Pprraa and Pprraa were crossed, F1 was Pprraa, and the proportion of wheat obtained by F1 inbred was 3 4 times 3 4 times 3 4 by 3 4 4, that is, 27 64, and the ratio of homozygous Mao Ying, rust resistance, and no mangs (Pprraa) was 1 4 times 1 4 times 1 4, that is, 1 64, so the proportion of homozygous Mao Ying, rust resistance, and no mangs accounted for the phenotype of Mao Ying, rust resistance, and no mangs was 1 27, so the ratio of Mao Ying, rust resistance, and no mangs ( pprraa), at least 10 wheat, p-r-a-free (p-r-a-) wheat with the phenotype should be selected in the F2 population, and the expression type should be at least 1 divided by 1 27, that is, 270 plants.

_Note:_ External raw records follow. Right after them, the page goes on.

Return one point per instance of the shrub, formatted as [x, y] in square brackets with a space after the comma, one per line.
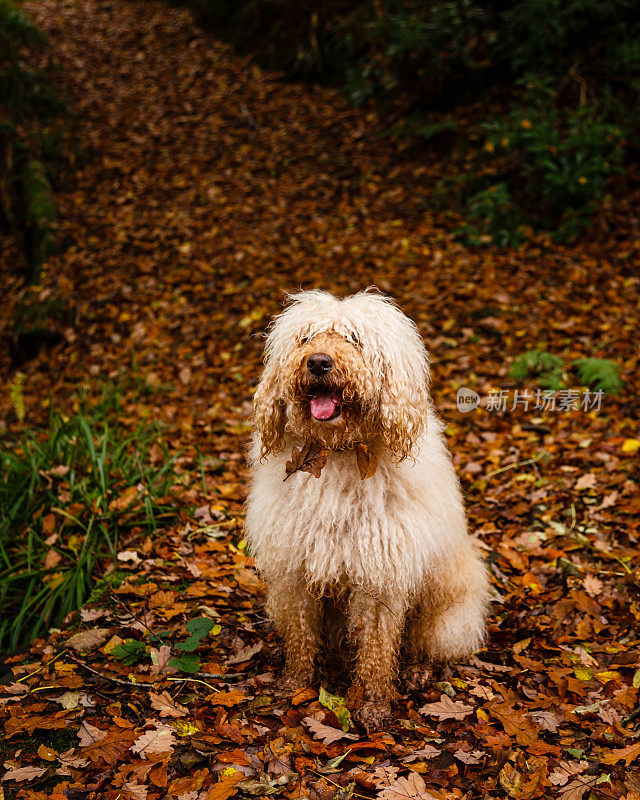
[557, 80]
[556, 160]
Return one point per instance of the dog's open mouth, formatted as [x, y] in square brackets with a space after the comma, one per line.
[324, 406]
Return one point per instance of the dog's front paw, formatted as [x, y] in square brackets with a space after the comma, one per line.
[373, 714]
[417, 677]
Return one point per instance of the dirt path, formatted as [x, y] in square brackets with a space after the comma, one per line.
[207, 188]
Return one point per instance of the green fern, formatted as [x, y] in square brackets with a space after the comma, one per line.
[599, 373]
[545, 367]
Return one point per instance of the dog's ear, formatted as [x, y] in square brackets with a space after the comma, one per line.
[404, 398]
[268, 410]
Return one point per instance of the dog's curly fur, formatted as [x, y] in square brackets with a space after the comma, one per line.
[391, 551]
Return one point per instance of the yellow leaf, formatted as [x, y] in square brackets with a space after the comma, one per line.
[185, 728]
[631, 446]
[583, 674]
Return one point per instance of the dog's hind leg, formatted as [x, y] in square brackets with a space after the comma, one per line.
[297, 616]
[448, 622]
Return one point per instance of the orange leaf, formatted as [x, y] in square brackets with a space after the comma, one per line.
[227, 784]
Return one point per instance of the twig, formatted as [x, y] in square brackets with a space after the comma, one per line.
[151, 686]
[526, 462]
[119, 681]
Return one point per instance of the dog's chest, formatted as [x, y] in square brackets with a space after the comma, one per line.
[346, 530]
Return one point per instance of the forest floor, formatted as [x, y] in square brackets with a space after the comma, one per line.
[205, 189]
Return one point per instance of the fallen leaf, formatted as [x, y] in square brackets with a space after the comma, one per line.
[88, 734]
[24, 774]
[586, 481]
[87, 641]
[160, 739]
[446, 708]
[366, 460]
[520, 726]
[231, 698]
[159, 658]
[167, 707]
[413, 786]
[310, 458]
[227, 785]
[326, 733]
[629, 754]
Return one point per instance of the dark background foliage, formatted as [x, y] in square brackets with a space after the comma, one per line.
[538, 99]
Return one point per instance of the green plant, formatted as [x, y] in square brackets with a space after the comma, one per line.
[545, 367]
[600, 373]
[67, 493]
[197, 628]
[556, 161]
[492, 218]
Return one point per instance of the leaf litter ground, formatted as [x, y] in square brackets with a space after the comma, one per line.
[206, 188]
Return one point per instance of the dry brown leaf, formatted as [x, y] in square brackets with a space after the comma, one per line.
[629, 754]
[160, 739]
[311, 458]
[231, 698]
[326, 733]
[87, 641]
[24, 774]
[518, 725]
[446, 708]
[159, 658]
[88, 734]
[428, 751]
[227, 784]
[577, 788]
[167, 706]
[412, 787]
[366, 460]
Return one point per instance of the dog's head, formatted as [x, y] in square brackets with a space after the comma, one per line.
[343, 371]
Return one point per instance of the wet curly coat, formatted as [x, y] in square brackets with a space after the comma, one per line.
[392, 551]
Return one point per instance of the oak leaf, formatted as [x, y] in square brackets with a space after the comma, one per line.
[326, 733]
[88, 734]
[446, 708]
[227, 784]
[167, 706]
[413, 787]
[24, 774]
[629, 754]
[576, 789]
[311, 458]
[518, 725]
[86, 641]
[160, 739]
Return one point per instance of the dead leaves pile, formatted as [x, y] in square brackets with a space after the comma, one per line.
[218, 191]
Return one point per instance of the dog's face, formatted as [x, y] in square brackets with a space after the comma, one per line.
[342, 372]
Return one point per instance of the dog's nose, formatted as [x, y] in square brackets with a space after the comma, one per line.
[319, 363]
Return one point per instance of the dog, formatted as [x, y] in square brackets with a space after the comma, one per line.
[372, 524]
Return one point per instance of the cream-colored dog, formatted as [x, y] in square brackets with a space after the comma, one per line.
[389, 553]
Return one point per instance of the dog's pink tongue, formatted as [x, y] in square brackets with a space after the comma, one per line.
[322, 406]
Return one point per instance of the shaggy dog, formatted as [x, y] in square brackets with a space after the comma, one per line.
[377, 537]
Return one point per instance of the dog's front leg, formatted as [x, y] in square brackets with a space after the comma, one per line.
[297, 616]
[376, 625]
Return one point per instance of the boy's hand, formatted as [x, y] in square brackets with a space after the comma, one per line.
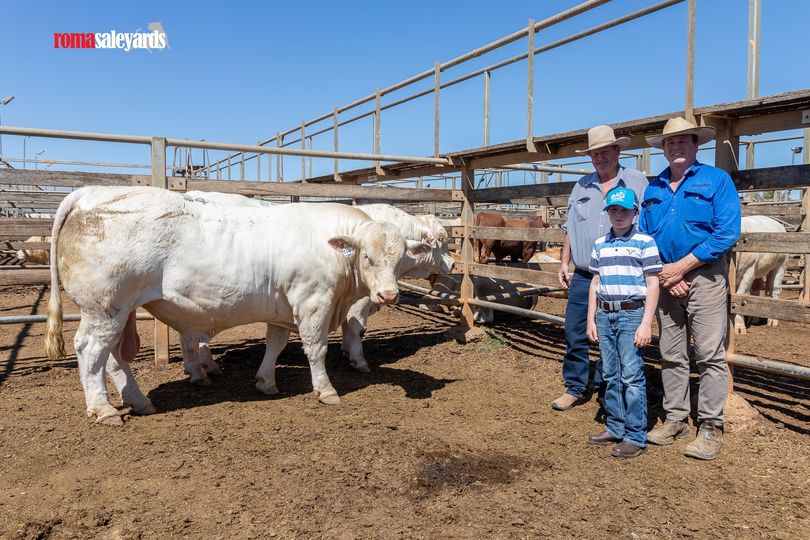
[593, 335]
[643, 335]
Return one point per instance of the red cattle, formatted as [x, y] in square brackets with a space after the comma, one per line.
[517, 250]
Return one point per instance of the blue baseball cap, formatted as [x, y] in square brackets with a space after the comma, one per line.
[619, 196]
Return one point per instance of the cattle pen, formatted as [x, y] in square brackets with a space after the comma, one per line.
[733, 121]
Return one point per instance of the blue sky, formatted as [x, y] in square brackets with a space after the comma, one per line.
[240, 71]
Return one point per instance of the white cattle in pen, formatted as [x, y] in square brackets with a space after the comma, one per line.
[200, 267]
[35, 256]
[759, 271]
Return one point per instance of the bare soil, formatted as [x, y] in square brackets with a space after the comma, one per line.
[441, 440]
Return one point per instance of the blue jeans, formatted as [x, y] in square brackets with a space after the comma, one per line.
[623, 370]
[576, 364]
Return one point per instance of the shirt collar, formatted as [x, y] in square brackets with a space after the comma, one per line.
[666, 174]
[594, 177]
[626, 236]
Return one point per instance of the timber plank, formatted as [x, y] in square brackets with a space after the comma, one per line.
[521, 275]
[323, 190]
[68, 178]
[774, 242]
[25, 277]
[789, 176]
[509, 233]
[783, 310]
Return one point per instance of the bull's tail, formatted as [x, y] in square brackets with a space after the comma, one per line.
[54, 342]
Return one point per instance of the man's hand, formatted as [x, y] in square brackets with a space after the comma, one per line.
[671, 274]
[593, 334]
[562, 275]
[680, 289]
[643, 335]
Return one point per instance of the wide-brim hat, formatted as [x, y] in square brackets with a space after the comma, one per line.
[601, 136]
[682, 126]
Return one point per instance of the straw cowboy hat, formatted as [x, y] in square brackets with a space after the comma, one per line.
[682, 126]
[601, 136]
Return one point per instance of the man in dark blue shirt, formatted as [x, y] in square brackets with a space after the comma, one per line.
[692, 210]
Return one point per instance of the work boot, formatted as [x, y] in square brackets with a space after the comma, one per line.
[603, 438]
[667, 432]
[566, 402]
[626, 450]
[707, 444]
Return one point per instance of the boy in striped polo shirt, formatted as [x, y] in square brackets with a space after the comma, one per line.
[621, 305]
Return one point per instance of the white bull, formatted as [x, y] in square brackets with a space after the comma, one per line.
[440, 261]
[757, 271]
[35, 256]
[414, 229]
[200, 267]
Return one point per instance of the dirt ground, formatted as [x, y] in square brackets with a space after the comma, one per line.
[441, 440]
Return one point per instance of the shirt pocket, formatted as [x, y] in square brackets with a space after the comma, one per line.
[698, 210]
[650, 215]
[582, 208]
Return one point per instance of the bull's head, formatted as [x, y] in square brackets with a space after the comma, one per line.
[378, 251]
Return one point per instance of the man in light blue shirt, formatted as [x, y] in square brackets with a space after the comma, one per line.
[692, 210]
[587, 220]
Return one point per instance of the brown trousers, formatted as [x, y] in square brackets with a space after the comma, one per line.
[701, 315]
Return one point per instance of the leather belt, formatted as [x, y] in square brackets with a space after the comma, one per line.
[618, 306]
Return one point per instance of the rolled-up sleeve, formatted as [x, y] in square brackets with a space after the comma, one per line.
[725, 223]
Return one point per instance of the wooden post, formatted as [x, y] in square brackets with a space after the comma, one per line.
[468, 221]
[690, 61]
[805, 281]
[437, 79]
[727, 151]
[303, 147]
[487, 78]
[530, 91]
[161, 345]
[377, 132]
[336, 174]
[279, 158]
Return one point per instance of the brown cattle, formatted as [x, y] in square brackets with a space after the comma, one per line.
[518, 250]
[487, 219]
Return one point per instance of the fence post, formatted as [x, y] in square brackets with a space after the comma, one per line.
[806, 221]
[377, 132]
[487, 79]
[337, 176]
[437, 74]
[530, 91]
[467, 290]
[161, 345]
[690, 62]
[279, 158]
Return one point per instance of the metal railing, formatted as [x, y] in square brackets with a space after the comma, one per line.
[485, 73]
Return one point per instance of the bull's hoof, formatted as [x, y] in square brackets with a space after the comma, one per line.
[329, 399]
[212, 369]
[202, 382]
[144, 410]
[362, 367]
[113, 420]
[266, 388]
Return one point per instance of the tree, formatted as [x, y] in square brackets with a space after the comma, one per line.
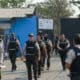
[55, 9]
[11, 3]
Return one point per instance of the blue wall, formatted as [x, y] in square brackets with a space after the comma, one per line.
[23, 26]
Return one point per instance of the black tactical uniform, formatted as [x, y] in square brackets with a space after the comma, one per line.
[63, 45]
[41, 62]
[31, 60]
[12, 49]
[48, 47]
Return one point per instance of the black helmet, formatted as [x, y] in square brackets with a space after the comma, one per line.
[31, 35]
[77, 38]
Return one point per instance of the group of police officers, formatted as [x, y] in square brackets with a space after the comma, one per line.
[39, 50]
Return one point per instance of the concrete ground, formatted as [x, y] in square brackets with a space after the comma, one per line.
[55, 72]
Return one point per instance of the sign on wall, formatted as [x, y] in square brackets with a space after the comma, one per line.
[45, 24]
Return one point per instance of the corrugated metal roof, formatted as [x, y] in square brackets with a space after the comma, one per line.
[15, 12]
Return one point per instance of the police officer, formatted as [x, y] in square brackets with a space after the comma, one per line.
[63, 45]
[48, 44]
[1, 54]
[13, 46]
[31, 56]
[73, 59]
[43, 54]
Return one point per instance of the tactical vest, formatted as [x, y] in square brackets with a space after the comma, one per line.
[47, 45]
[63, 44]
[30, 48]
[12, 44]
[75, 66]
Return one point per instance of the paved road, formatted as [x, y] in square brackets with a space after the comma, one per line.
[55, 72]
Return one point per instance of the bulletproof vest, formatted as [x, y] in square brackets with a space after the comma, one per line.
[40, 45]
[30, 47]
[63, 44]
[12, 44]
[47, 45]
[75, 66]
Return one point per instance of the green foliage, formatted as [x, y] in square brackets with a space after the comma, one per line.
[55, 9]
[11, 3]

There are better formulas:

Creating something out of nothing is hidden, and giving birth to a girl is often hidden".It means that the disease-free parents give birth to a sick child, and this genetic disease is a recessive genetic disease; If a diseased daughter is born, the disorder is autosomal recessive.

There is no dominance in the middle of life, and the disease of the birth of a girl is often obvious".It means that the sick parents give birth to a disease-free child, and this genetic disease is a dominant genetic disease; If a disease-free daughter is born, the genetic disorder is autosomal dominant.

Through these two formulas, the autosomal genetic disease can be eliminated.

As for companion inheritance, there is also a formula:

In the case of recessive inheritance, "the mother and the child will be sick, and the female and the father will be sick".The reason is that the mother has the disease, and both of her X chromosomes carry a recessive pathogenic gene, and there must be a recessive pathogenic gene that is passed on to her son (genotype XY) along with an X chromosome, and the son's Y chromosome has no relative equivalent action, and a recessive pathogenic gene causes the male to manifest the disease. In the same way, when a daughter is sick, both of her X chromosomes carry a recessive pathogenic gene, and there must be a recessive pathogenic gene that was passed on to her by her father (genotype XY) along with an X chromosome.

In general, in the pedigree with X recessive, if a woman has a disease with X recessive, her father and her son should be the patients. And in the pedigree with x recessive, the incidence is more common in males than females.

In the dominant inheritance with x, "the mother will be sick, and the father and daughter will be sick".The reason is similar, in the pedigree with X dominant, if a man suffers from a sex X dominant genetic disease, his mother and his daughter should be the patient. And in pedigrees with x-dominant inheritance, the incidence is more common in females than males.

In Y-chromosome genetic diseases, it is manifested as a disease that only occurs in males, and it is passed from father to son, from child to grandchild, and there is no end of children and grandchildren.